Expected: ❌ Authentication failed: Invalid JWT token

Test Revoked Token

Revoke your token:

# Get your token ID from the list
TOKEN_ID="<copy-from-list-response>"

curl -X PATCH http://localhost:18080/api/auth-tokens/$TOKEN_ID \
  -H "Content-Type: application/json" \
  -H "Authorization: Bearer $SESSION_TOKEN" \
  -d '{"is_active": false}'

Try using it:

./target/release/localup \
  --port 3000 \
  --relay localhost:4443 \
  --protocol http \
  --subdomain test \
  --token "$TUNNEL_TOKEN"

Expected: ❌ Authentication failed: Auth token has been deactivated


Quick Commands Cheat Sheet

# 1. Start relay
./target/release/localup relay --localup-addr 0.0.0.0:4443 --http-addr 0.0.0.0:18080 --https-addr 0.0.0.0:18443 --tls-cert relay-cert.pem --tls-key relay-key.pem --jwt-secret "my-secret" --database-url "sqlite://./localup.db?mode=rwc" --domain localhost

# 2. Register
curl -X POST http://localhost:18080/api/auth/register -H "Content-Type: application/json" -d '{"email":"user@example.com","password":"Pass123!","username":"user"}' | jq

# 3. Set session token (copy from response)
export SESSION_TOKEN="<your-session-token>"

# 4. Create auth token
curl -X POST http://localhost:18080/api/auth-tokens -H "Content-Type: application/json" -H "Authorization: Bearer $SESSION_TOKEN" -d '{"name":"My Tunnel"}' | jq

# 5. Set tunnel token (copy from response)
export TUNNEL_TOKEN="<your-auth-token>"

# 6. Start local service
python3 -m http.server 3000

# 7. Connect tunnel
./target/release/localup --port 3000 --relay localhost:4443 --protocol http --subdomain myapp --token "$TUNNEL_TOKEN"

# 8. Test tunnel
curl http://localhost:18080/myapp

Troubleshooting

"Connection refused" → Check relay is running on port 4443

"Authentication failed: Invalid JWT token" → Check JWT secret matches between relay and token

"Missing Authorization header" → Check you set export SESSION_TOKEN="..."
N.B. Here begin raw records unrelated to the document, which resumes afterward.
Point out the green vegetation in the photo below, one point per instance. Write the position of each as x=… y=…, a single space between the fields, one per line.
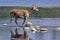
x=43 y=13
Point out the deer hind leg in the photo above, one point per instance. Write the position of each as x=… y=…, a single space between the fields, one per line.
x=16 y=20
x=12 y=34
x=25 y=20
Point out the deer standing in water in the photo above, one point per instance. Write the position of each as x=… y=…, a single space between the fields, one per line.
x=22 y=13
x=17 y=36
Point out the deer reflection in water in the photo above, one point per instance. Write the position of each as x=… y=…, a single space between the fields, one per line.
x=17 y=36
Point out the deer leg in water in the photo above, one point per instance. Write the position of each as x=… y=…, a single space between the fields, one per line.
x=25 y=20
x=12 y=34
x=11 y=17
x=16 y=31
x=16 y=21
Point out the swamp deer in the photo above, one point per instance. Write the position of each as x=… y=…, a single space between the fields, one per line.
x=17 y=36
x=22 y=13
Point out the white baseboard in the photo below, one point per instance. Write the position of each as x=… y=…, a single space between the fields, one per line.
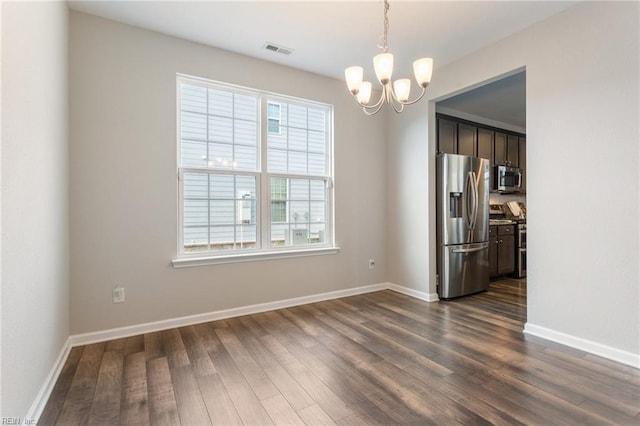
x=594 y=348
x=427 y=297
x=118 y=333
x=47 y=387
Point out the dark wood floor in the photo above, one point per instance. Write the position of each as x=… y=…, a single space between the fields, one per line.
x=379 y=358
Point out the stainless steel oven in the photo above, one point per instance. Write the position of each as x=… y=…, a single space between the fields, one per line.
x=521 y=250
x=506 y=179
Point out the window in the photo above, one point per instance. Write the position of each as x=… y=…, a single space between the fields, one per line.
x=254 y=172
x=273 y=117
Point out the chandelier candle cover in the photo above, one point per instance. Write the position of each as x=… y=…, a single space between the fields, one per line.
x=396 y=94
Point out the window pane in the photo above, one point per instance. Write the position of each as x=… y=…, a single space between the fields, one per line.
x=220 y=103
x=298 y=139
x=317 y=120
x=220 y=212
x=193 y=98
x=220 y=129
x=226 y=120
x=277 y=159
x=303 y=138
x=297 y=162
x=193 y=126
x=194 y=153
x=301 y=219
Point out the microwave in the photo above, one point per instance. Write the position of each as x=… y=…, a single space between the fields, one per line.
x=506 y=179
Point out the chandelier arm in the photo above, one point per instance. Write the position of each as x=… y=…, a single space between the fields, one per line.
x=373 y=109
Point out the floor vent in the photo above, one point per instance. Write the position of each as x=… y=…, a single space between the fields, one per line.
x=278 y=49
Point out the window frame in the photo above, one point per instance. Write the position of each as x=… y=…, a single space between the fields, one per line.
x=264 y=248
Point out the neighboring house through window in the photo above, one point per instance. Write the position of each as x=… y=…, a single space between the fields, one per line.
x=247 y=187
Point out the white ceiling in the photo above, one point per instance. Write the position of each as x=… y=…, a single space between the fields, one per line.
x=328 y=36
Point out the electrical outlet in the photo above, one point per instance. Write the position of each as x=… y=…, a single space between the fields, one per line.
x=118 y=295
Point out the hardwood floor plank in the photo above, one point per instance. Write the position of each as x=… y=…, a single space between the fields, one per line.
x=163 y=409
x=105 y=409
x=53 y=408
x=253 y=373
x=78 y=402
x=315 y=416
x=191 y=407
x=240 y=392
x=219 y=404
x=379 y=358
x=135 y=400
x=281 y=412
x=174 y=347
x=134 y=344
x=154 y=345
x=284 y=382
x=318 y=390
x=198 y=356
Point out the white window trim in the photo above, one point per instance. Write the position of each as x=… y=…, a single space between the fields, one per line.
x=262 y=187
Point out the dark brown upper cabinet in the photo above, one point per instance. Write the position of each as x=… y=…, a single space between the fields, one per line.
x=513 y=150
x=447 y=136
x=467 y=140
x=500 y=148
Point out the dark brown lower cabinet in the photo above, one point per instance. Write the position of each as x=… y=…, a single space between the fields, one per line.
x=501 y=250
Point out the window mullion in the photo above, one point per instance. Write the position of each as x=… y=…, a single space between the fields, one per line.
x=265 y=192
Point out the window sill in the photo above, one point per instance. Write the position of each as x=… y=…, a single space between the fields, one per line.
x=187 y=262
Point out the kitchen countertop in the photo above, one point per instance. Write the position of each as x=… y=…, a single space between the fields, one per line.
x=501 y=222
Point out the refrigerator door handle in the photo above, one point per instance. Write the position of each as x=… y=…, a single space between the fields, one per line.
x=470 y=250
x=472 y=200
x=468 y=192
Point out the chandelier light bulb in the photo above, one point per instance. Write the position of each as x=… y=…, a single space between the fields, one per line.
x=353 y=75
x=401 y=88
x=422 y=69
x=383 y=65
x=365 y=93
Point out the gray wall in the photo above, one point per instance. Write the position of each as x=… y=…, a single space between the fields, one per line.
x=35 y=242
x=123 y=187
x=582 y=166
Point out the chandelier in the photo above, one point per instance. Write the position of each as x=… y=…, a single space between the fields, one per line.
x=396 y=93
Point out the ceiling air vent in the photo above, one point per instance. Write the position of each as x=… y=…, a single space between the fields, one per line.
x=279 y=49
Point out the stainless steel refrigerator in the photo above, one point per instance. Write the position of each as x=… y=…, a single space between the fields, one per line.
x=462 y=225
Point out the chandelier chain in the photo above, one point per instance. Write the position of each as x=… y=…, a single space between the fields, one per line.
x=385 y=28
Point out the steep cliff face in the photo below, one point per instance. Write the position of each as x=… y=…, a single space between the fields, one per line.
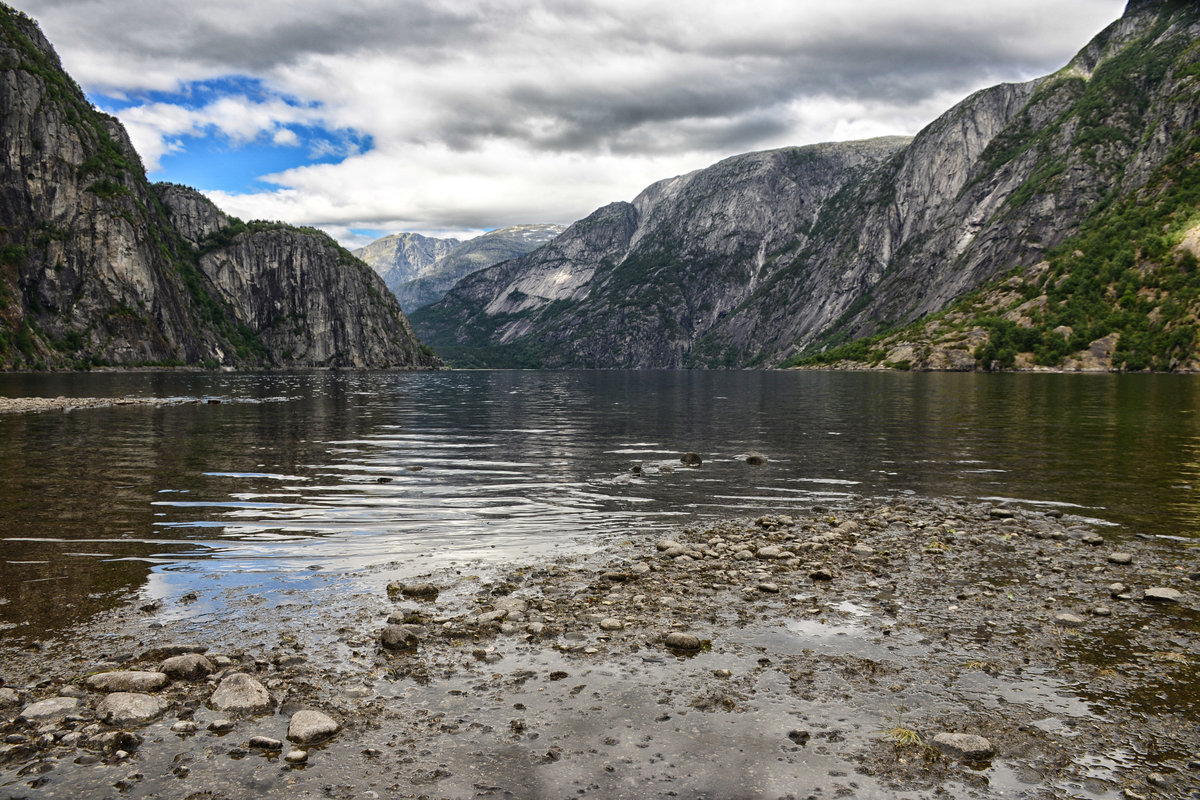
x=756 y=258
x=99 y=268
x=468 y=257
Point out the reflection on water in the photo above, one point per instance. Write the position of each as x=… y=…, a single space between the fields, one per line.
x=340 y=470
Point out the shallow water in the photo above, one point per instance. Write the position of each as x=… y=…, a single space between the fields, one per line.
x=298 y=475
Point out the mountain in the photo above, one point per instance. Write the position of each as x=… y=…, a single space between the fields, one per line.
x=468 y=257
x=795 y=251
x=403 y=257
x=100 y=268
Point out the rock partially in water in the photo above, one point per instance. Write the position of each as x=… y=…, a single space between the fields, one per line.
x=964 y=746
x=127 y=680
x=397 y=637
x=1164 y=595
x=307 y=727
x=240 y=693
x=677 y=641
x=130 y=709
x=191 y=666
x=49 y=710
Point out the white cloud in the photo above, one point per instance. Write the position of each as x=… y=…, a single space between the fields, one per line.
x=485 y=113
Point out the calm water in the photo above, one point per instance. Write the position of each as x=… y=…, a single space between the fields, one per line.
x=295 y=474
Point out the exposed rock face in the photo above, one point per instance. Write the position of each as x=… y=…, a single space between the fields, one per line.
x=471 y=257
x=767 y=254
x=99 y=268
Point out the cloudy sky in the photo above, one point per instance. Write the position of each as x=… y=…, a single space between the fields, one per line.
x=451 y=116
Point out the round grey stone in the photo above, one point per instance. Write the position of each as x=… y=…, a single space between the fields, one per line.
x=127 y=680
x=307 y=727
x=130 y=708
x=964 y=746
x=240 y=693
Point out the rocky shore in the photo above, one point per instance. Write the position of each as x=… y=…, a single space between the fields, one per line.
x=888 y=648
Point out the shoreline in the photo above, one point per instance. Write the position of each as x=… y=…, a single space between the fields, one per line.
x=829 y=650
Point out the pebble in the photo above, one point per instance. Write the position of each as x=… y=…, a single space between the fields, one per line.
x=677 y=641
x=309 y=726
x=1164 y=595
x=130 y=708
x=964 y=746
x=127 y=681
x=240 y=693
x=265 y=743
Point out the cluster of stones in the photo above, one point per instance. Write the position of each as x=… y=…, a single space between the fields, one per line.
x=129 y=699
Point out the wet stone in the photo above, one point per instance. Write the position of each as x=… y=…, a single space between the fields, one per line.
x=49 y=710
x=307 y=727
x=130 y=708
x=964 y=746
x=1164 y=595
x=240 y=693
x=127 y=681
x=677 y=641
x=191 y=666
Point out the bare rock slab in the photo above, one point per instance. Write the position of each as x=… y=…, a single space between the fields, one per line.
x=307 y=727
x=130 y=708
x=1164 y=595
x=240 y=693
x=964 y=746
x=191 y=666
x=127 y=680
x=49 y=710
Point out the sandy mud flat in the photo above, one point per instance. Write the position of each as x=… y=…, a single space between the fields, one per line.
x=894 y=648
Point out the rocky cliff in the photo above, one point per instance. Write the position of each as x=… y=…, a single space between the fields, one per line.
x=769 y=254
x=99 y=268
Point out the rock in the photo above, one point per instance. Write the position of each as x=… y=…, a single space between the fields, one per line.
x=191 y=666
x=49 y=710
x=964 y=746
x=397 y=637
x=127 y=681
x=677 y=641
x=240 y=693
x=1164 y=595
x=130 y=708
x=265 y=743
x=307 y=727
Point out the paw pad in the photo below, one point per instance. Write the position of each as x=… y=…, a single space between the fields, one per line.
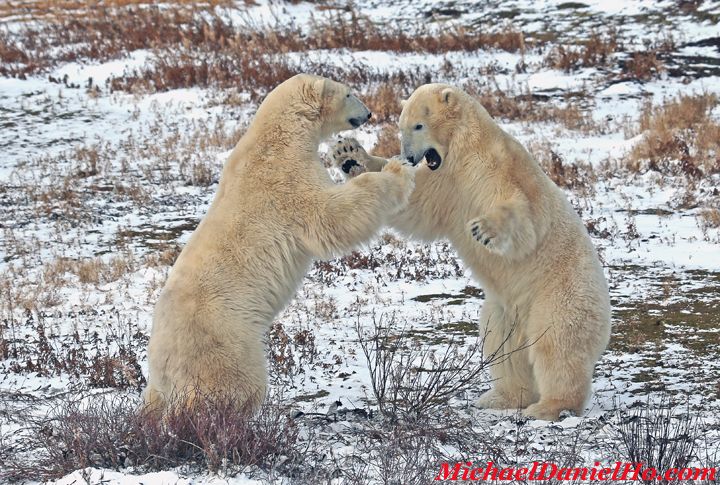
x=348 y=165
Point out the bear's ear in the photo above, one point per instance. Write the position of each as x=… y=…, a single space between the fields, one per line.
x=448 y=97
x=320 y=86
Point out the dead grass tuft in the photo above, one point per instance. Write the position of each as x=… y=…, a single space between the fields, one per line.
x=597 y=51
x=679 y=137
x=388 y=142
x=114 y=431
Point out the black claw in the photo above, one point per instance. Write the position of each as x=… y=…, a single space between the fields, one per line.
x=348 y=165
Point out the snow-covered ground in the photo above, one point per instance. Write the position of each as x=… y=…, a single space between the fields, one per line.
x=99 y=189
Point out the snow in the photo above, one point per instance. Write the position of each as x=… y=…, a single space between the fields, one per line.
x=672 y=260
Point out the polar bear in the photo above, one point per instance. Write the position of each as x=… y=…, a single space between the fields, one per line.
x=275 y=211
x=547 y=304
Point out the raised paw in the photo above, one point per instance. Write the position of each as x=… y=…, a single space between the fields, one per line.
x=347 y=154
x=487 y=233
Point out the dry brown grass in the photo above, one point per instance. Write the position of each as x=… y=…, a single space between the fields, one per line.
x=710 y=218
x=569 y=175
x=597 y=51
x=679 y=136
x=107 y=431
x=523 y=106
x=600 y=50
x=200 y=47
x=388 y=142
x=384 y=102
x=54 y=9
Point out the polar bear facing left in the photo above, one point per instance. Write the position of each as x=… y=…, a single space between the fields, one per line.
x=275 y=211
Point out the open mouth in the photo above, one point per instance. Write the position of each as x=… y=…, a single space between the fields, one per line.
x=433 y=159
x=355 y=122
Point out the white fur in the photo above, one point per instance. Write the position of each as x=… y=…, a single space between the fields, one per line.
x=544 y=284
x=275 y=211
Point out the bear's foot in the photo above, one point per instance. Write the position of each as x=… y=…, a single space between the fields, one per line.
x=348 y=155
x=548 y=410
x=493 y=399
x=486 y=232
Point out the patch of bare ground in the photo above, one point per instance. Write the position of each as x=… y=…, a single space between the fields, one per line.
x=609 y=52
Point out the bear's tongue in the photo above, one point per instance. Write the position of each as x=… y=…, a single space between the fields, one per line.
x=432 y=157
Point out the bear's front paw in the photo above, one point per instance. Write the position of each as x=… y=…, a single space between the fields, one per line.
x=347 y=154
x=488 y=233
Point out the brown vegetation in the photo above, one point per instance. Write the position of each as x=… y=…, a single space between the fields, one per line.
x=679 y=137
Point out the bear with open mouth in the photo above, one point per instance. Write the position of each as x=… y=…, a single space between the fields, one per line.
x=547 y=304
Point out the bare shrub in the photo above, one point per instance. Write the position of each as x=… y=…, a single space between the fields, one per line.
x=410 y=382
x=658 y=437
x=114 y=431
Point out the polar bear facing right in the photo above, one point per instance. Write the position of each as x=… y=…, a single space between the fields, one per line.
x=276 y=210
x=546 y=293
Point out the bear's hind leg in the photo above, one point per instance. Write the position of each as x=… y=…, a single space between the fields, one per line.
x=563 y=380
x=512 y=374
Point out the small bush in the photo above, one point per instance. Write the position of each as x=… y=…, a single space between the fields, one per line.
x=114 y=431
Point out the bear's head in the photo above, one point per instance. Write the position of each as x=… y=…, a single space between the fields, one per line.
x=328 y=102
x=428 y=122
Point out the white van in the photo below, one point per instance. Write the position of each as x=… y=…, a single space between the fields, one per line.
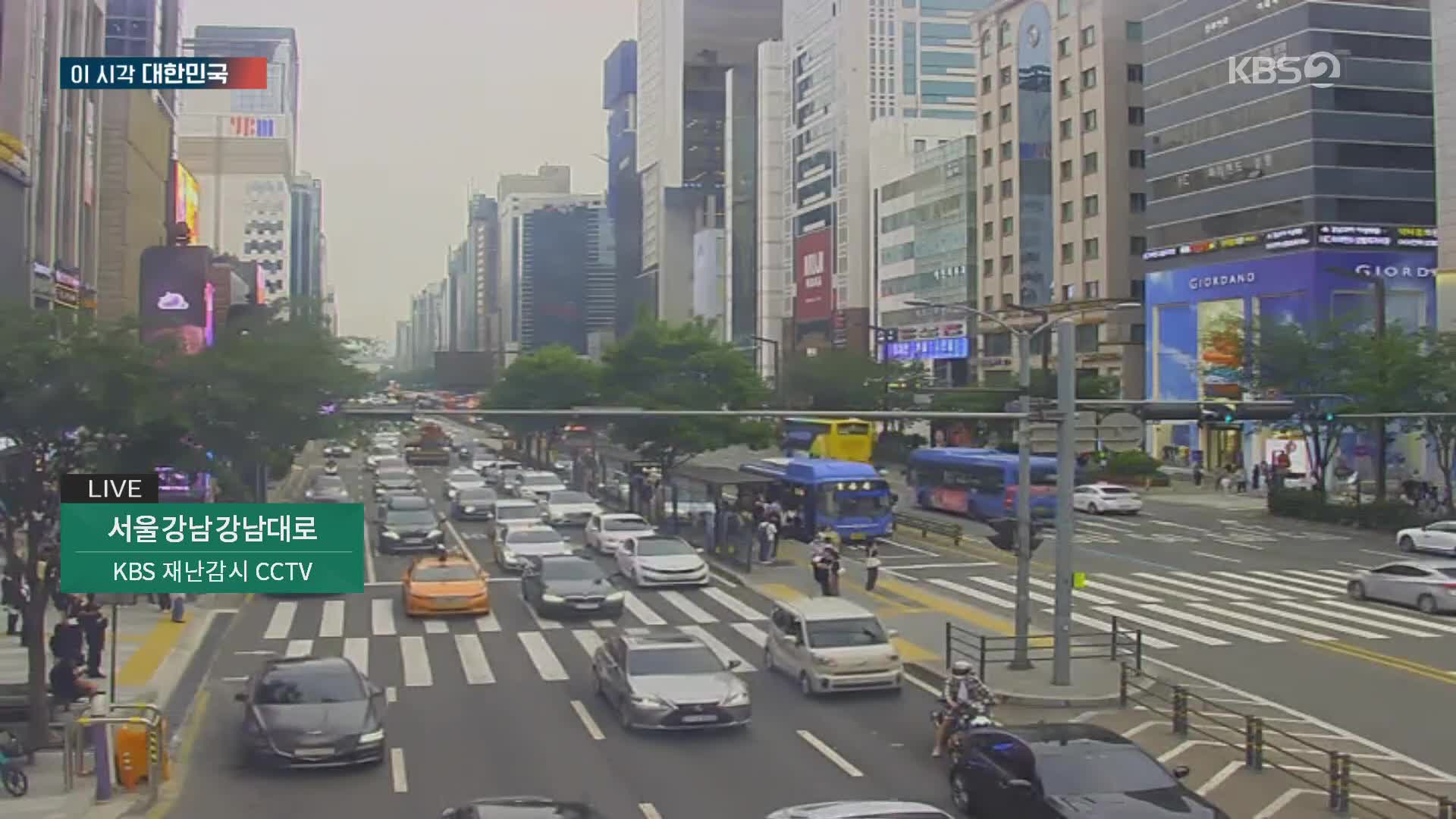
x=832 y=645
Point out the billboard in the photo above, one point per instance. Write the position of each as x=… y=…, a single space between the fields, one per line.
x=185 y=197
x=174 y=295
x=813 y=275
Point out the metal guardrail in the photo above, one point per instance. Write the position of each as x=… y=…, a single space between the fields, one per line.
x=1116 y=645
x=1340 y=783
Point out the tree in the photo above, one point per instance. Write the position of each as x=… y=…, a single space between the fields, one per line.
x=663 y=366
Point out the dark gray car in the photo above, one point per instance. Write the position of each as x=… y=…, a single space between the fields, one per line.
x=312 y=713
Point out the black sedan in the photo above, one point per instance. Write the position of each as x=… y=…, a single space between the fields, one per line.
x=312 y=713
x=1063 y=770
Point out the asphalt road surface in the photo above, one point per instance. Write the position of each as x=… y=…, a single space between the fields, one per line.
x=504 y=706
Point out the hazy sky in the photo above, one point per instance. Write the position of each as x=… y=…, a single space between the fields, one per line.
x=403 y=105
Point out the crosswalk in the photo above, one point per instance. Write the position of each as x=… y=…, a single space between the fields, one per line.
x=1215 y=608
x=510 y=645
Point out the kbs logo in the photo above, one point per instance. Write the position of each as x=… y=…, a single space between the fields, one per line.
x=1285 y=71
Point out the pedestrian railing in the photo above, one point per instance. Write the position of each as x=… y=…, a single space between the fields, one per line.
x=1345 y=779
x=984 y=651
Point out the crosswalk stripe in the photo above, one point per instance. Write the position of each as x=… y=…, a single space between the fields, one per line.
x=545 y=661
x=1194 y=586
x=1161 y=626
x=689 y=608
x=281 y=620
x=1313 y=621
x=417 y=662
x=752 y=632
x=1261 y=623
x=1231 y=585
x=332 y=624
x=734 y=604
x=356 y=651
x=382 y=615
x=639 y=611
x=472 y=659
x=1076 y=594
x=970 y=592
x=718 y=648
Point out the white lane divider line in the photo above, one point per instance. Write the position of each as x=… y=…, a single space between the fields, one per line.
x=417 y=662
x=689 y=608
x=718 y=648
x=472 y=659
x=397 y=770
x=545 y=661
x=639 y=611
x=281 y=621
x=356 y=651
x=830 y=754
x=382 y=617
x=332 y=624
x=734 y=604
x=593 y=729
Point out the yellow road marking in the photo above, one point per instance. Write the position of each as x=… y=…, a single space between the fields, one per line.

"Auth token not found" → Token was deleted/revoked, create a new one

Can't start relay - "Address already in use" → Kill existing process: pkill -f localup


Success Criteria

You've successfully tested the auth system if:

  1. ✅ You can register a user account
  2. ✅ You can create an auth token via the API
  3. ✅ You can connect a tunnel using that token
  4. ✅ The tunnel works (you can access your local service)
  5. ✅ The last_used_at timestamp updates
  6. ✅ Invalid/revoked tokens are rejected
  7. ✅ You can see all your tokens in the list

All done? The authentication system is working! 🎉

Next step: Build a web UI (Phase D) to replace the curl commands with a nice dashboard.